Au niveau Pédagogique
Les efforts de formation mentionnés ci-dessus ont été complétés par des publications destinées aussi bien aux élèves qu'aux formateurs et aux encadreurs dont des recueils de textes sur l'Ecole Catholique au Cameroun et des livres de lecture destinés au niveau I (SIL, CP). Les collèges diocésains et certaines écoles primaires ont commencé à être équipés en ordinateurs, instruments dont la maîtrise de l'utilisation est plus que jamais indispensable dan la formation des élèves en ce début de millénaire. La première ENIEG Catholique francophone du Cameroun dans notre Diocèse, dénommée Ecole de Formation des Instituteurs Saint André (E.F.I.S.A.) a été créée à Bafoussam.

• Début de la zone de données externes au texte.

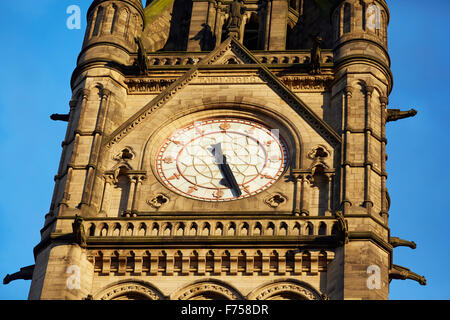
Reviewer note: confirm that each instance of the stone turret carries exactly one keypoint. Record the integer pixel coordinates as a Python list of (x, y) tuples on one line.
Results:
[(113, 27), (363, 82), (360, 29)]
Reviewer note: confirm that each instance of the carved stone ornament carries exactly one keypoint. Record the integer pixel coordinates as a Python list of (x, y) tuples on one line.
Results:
[(158, 200), (129, 288), (318, 152), (276, 200), (284, 287), (206, 288), (307, 83), (144, 86)]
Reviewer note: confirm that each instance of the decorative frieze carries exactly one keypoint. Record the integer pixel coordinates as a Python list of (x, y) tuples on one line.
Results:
[(219, 262), (145, 86), (308, 83)]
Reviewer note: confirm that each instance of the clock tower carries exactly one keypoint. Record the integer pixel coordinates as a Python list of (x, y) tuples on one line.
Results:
[(225, 150)]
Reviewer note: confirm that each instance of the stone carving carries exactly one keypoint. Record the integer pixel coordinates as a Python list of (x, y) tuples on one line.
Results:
[(25, 273), (141, 61), (206, 38), (236, 11), (342, 227), (169, 262), (318, 152), (59, 117), (402, 273), (228, 79), (307, 83), (316, 55), (158, 201), (157, 103), (285, 287), (198, 289), (79, 234), (397, 242), (276, 200), (396, 114), (143, 86), (125, 288)]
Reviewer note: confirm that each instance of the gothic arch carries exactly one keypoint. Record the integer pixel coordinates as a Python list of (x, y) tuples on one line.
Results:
[(285, 289), (208, 289), (129, 290), (255, 110)]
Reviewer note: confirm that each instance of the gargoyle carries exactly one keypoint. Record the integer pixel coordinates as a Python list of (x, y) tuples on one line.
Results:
[(25, 273), (79, 235), (397, 114), (316, 55), (402, 273), (141, 61), (397, 242), (343, 228), (236, 11), (59, 117)]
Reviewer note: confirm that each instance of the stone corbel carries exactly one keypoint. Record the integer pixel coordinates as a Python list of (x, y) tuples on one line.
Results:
[(401, 273), (397, 242), (343, 227), (78, 232), (25, 273), (397, 114)]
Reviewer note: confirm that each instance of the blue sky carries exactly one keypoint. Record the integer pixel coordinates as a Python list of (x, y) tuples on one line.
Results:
[(39, 54)]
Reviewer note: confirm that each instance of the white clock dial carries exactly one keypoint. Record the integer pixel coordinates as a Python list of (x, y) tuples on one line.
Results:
[(222, 159)]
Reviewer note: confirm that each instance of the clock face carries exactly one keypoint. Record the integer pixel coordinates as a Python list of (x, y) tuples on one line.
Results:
[(222, 159)]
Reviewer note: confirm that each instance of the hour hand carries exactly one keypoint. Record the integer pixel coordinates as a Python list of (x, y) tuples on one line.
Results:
[(221, 161)]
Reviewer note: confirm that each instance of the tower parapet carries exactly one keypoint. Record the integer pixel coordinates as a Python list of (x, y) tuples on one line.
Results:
[(360, 29), (112, 27)]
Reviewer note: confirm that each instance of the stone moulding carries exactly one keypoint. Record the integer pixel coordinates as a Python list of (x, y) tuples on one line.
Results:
[(308, 83), (125, 288), (145, 86)]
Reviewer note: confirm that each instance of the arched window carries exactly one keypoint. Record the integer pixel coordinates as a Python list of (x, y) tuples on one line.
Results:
[(347, 17), (251, 32)]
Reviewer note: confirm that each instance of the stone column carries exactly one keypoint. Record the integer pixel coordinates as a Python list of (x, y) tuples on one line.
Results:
[(368, 204), (384, 206), (345, 202)]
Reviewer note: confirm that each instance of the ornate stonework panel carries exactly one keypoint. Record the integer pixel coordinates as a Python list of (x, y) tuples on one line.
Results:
[(129, 290), (207, 291), (285, 290)]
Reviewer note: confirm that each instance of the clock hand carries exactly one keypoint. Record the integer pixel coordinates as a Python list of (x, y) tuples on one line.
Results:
[(225, 169)]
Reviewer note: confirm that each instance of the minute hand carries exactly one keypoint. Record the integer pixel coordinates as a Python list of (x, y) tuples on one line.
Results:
[(224, 167)]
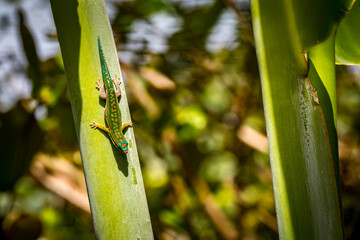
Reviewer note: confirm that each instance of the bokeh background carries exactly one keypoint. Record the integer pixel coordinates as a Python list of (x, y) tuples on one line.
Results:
[(194, 93)]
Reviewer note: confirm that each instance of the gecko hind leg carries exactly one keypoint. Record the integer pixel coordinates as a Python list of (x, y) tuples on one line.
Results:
[(126, 125), (95, 125), (117, 86)]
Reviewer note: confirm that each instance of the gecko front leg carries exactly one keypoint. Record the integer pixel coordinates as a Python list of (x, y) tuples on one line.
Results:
[(100, 86)]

Pour la promotion de l'école catholique
Les JDECA en elles-mêmes constituent une occasion de promotion de l'école catholique, les manifestations et les activités qui tournent autour des JDECA constituent une occasion de faire parler de l'école catholique (production des pagnes, de tissus, d'habits et d'autres objets aux effigies des JDECA). Avec l'appui des parents d'élèves, la quasi-totalité des collèges diocésains a été équipée en fanfares, outils de prestige auprès des jeunes. L'enseignement diocésain de Bafoussam a aussi noué des liens de partenariat avec certains organismes dont l'ONG CAREH (Cameroun Adolescent and Youth Reproductive Health Promotion Program) pour la promotion de la santé préventive dans nos écoles et l'ONG PROLOPOTO (Projet Livre pour Tous) pour distribuer des manuels scolaires aux écoles des Zones d'Education Prioritaire et aux parents démunis. Ajoutonsy l'institution naissante de la JOLUFA (Journée de lutte contre la faim), dont quelques écoles primaires commencent à bénéficier. L'enseignement diocésain s'arrime enfin à l'une des grandes batailles nationales du moment, celle de la lutte contre la corruption, et ce à travers le Projet Facts (Fight Against Corruption Through School), en partenariat avec le SENECA..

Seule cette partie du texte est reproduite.